Rating: 3 out of 5 stars
Genre: Comedy, Drama
Run Time: 1 hour 30 minutes, Rated R
Starring: Nick Kroll, Rose Byrne, Bobby Cannavale, Jason Mantzoukas, Bobby Moynihan
Directed by Ross Katz (feature-film directorial debut)
The mere fact that Adult Beginners (opening today) stars comedian Nick Kroll sets the movie up as a potentially raunchy, push-the-envelope comedy. Kroll is known for his sarcastic droll and for equally outlandish characters...just check out Comedy Central's "Kroll Show" or his character Ruxin on FX's "The League." So it's a bit jarring when the first 15-20 minutes of Adult Beginners isn't all that funny.
But if you stick with it, you will begin to pick up on the idea that this is not meant to be a "balls-to-the-wall" comedy, and in fact, it sits more squarely in the independent film "dramedy" zone. It becomes an endearing story of brother-and-sisterly love, of relationships and parenting, and of growing up.
In other words, it is more mature material than anyone might expect Nick Kroll to have taken on.

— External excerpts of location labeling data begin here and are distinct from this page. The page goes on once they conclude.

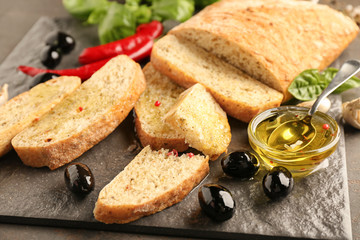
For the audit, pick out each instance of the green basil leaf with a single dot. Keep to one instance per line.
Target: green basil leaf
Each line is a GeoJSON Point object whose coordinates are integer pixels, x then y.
{"type": "Point", "coordinates": [308, 85]}
{"type": "Point", "coordinates": [199, 4]}
{"type": "Point", "coordinates": [143, 14]}
{"type": "Point", "coordinates": [180, 10]}
{"type": "Point", "coordinates": [97, 15]}
{"type": "Point", "coordinates": [118, 23]}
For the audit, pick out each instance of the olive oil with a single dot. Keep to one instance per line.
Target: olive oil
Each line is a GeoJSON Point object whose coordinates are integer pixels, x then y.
{"type": "Point", "coordinates": [305, 160]}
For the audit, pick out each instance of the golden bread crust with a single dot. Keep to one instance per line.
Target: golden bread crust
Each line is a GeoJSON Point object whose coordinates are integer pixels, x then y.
{"type": "Point", "coordinates": [60, 152]}
{"type": "Point", "coordinates": [241, 110]}
{"type": "Point", "coordinates": [161, 136]}
{"type": "Point", "coordinates": [29, 106]}
{"type": "Point", "coordinates": [124, 213]}
{"type": "Point", "coordinates": [271, 40]}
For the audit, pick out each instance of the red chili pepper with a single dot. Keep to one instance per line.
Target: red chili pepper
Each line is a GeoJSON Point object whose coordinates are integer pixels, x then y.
{"type": "Point", "coordinates": [86, 71]}
{"type": "Point", "coordinates": [145, 33]}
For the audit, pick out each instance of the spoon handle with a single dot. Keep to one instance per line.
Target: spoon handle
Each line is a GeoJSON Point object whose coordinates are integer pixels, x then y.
{"type": "Point", "coordinates": [347, 70]}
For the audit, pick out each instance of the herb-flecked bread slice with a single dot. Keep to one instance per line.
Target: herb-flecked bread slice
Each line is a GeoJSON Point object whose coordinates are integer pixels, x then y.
{"type": "Point", "coordinates": [239, 95]}
{"type": "Point", "coordinates": [151, 182]}
{"type": "Point", "coordinates": [204, 124]}
{"type": "Point", "coordinates": [159, 96]}
{"type": "Point", "coordinates": [271, 40]}
{"type": "Point", "coordinates": [26, 108]}
{"type": "Point", "coordinates": [84, 118]}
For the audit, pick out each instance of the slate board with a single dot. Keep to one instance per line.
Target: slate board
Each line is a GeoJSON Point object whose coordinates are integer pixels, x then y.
{"type": "Point", "coordinates": [317, 208]}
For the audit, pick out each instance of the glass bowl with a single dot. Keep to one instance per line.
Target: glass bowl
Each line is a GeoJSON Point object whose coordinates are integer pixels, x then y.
{"type": "Point", "coordinates": [299, 163]}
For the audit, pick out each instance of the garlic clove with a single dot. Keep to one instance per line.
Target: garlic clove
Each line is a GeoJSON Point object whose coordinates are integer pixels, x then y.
{"type": "Point", "coordinates": [323, 107]}
{"type": "Point", "coordinates": [351, 112]}
{"type": "Point", "coordinates": [4, 94]}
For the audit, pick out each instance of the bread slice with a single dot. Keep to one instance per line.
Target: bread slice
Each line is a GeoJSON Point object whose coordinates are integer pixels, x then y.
{"type": "Point", "coordinates": [238, 94]}
{"type": "Point", "coordinates": [149, 124]}
{"type": "Point", "coordinates": [4, 95]}
{"type": "Point", "coordinates": [153, 181]}
{"type": "Point", "coordinates": [271, 40]}
{"type": "Point", "coordinates": [84, 118]}
{"type": "Point", "coordinates": [26, 108]}
{"type": "Point", "coordinates": [204, 124]}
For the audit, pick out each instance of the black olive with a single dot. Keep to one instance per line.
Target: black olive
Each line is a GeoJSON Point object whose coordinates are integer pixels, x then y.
{"type": "Point", "coordinates": [239, 164]}
{"type": "Point", "coordinates": [216, 201]}
{"type": "Point", "coordinates": [62, 41]}
{"type": "Point", "coordinates": [278, 183]}
{"type": "Point", "coordinates": [79, 178]}
{"type": "Point", "coordinates": [43, 77]}
{"type": "Point", "coordinates": [50, 56]}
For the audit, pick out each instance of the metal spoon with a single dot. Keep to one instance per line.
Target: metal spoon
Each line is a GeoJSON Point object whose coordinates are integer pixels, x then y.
{"type": "Point", "coordinates": [295, 135]}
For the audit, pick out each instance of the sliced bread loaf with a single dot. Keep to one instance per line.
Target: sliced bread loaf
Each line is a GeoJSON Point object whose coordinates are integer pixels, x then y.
{"type": "Point", "coordinates": [84, 118]}
{"type": "Point", "coordinates": [204, 124]}
{"type": "Point", "coordinates": [153, 181]}
{"type": "Point", "coordinates": [4, 95]}
{"type": "Point", "coordinates": [271, 40]}
{"type": "Point", "coordinates": [26, 108]}
{"type": "Point", "coordinates": [160, 94]}
{"type": "Point", "coordinates": [238, 94]}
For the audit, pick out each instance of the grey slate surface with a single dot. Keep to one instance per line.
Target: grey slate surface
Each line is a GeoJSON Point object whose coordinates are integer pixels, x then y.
{"type": "Point", "coordinates": [317, 208]}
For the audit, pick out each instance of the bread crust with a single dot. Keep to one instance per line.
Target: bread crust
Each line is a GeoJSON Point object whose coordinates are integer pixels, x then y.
{"type": "Point", "coordinates": [233, 108]}
{"type": "Point", "coordinates": [271, 40]}
{"type": "Point", "coordinates": [59, 153]}
{"type": "Point", "coordinates": [157, 142]}
{"type": "Point", "coordinates": [127, 213]}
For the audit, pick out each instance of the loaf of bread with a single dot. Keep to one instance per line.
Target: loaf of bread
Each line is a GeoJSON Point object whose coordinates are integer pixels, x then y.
{"type": "Point", "coordinates": [160, 94]}
{"type": "Point", "coordinates": [84, 118]}
{"type": "Point", "coordinates": [239, 95]}
{"type": "Point", "coordinates": [153, 181]}
{"type": "Point", "coordinates": [26, 108]}
{"type": "Point", "coordinates": [271, 40]}
{"type": "Point", "coordinates": [201, 120]}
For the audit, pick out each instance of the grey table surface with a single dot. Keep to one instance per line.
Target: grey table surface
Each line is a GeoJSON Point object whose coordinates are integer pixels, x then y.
{"type": "Point", "coordinates": [17, 17]}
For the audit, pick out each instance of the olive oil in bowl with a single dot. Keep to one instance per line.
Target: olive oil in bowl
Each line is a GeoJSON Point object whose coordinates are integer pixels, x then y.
{"type": "Point", "coordinates": [303, 161]}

Kroll plays Jake, a narcissistic entrepreneur who has just launched a new tech product meant to rival Google Glass. Having brought in all of his friends to be investors, it is even more heart-wrenching that at the very last minute, his manufacturers pull out of the deal, causing a massive crash-and-burn of his entire career. Broken and beaten with no money and nowhere to go, he seeks refuge at the home of his sister, Justine (Rose Byrne), whom he hasn't seen in quite some time. Justine is married to Danny (real-life boyfriend of Byrne, Bobby Cannavale) and has a three-year-old son, with another child on the way. Jake is not ready to grow-up, let alone take care of or be around children, even though their care is one stipulation of allowing Jake to crash there.
One would think that this premise has the making of a sitcom, and one would be right. But this is not that typical movie where we see a man-child morph into a man as he slowly grows close to the child that he at first loathes. This film side-steps certain conventions (although it falls victim to others) and instead becomes a movie that deals with adult problems, and has something to say about all of us being in the same imperfect boat, or in the case of this film, all in the same swimming pool and in need of swimming lessons.
Although Jake shows up on Justine's doorstep looking for help, his unexpected presence ends up being more important for Justine than it is for Jake. They rekindle their sibling bond and we eventually learn of some of the problems they faced growing up, like how the family was forever changed when their mother was diagnosed and eventually succumbed to cancer. Even though Jake is the proverbial "screw-up" we also learn that Danny and Justine are far from perfect: Danny is cheating on Justine with their real-estate agent, and pregnant Justine makes a series of bad decisions at her job that could cost her everything.
So it's kind of like real-life, with real-people...a rarity for a comedy indeed. And although the film does delve a bit deeper into this relationship problems, the tone is kept quite light, with the help of great performances by Byrne, Cannavale and even Kroll, who keeps enough restraint here to prevent him from slipping into Ruxin-territory. Although a deeply dramatic scene later in the film shake's loose more than one skeleton from Jake and Justine's respective closets, the scene doesn't feel out of place because of the endearing work that both actors had laid down prior to that moment.
And even though the film isn't all that funny overall, that doesn't mean that there aren't more than a few laughs. Cameos by grandparents played by Jeffrey DeMunn and Celia Weston are spot-on hilarious, as are encounters with characters played by Bobby Moynihan, Jane Krakowski and Jason Mantzoukas. Other cameos - by Joel McHale and Mike Birbiglia - feel like favors from friends, which they probably are.
It's uneven and familiar, but somehow it works. There are funnier comedies, more poignant dramas, more well-rounded characters and far better crafted independent films, but mostly due to its dedicated cast of comedians carefully walking the line between what's funny and what feels real, Adult Beginners grows into something worth watching.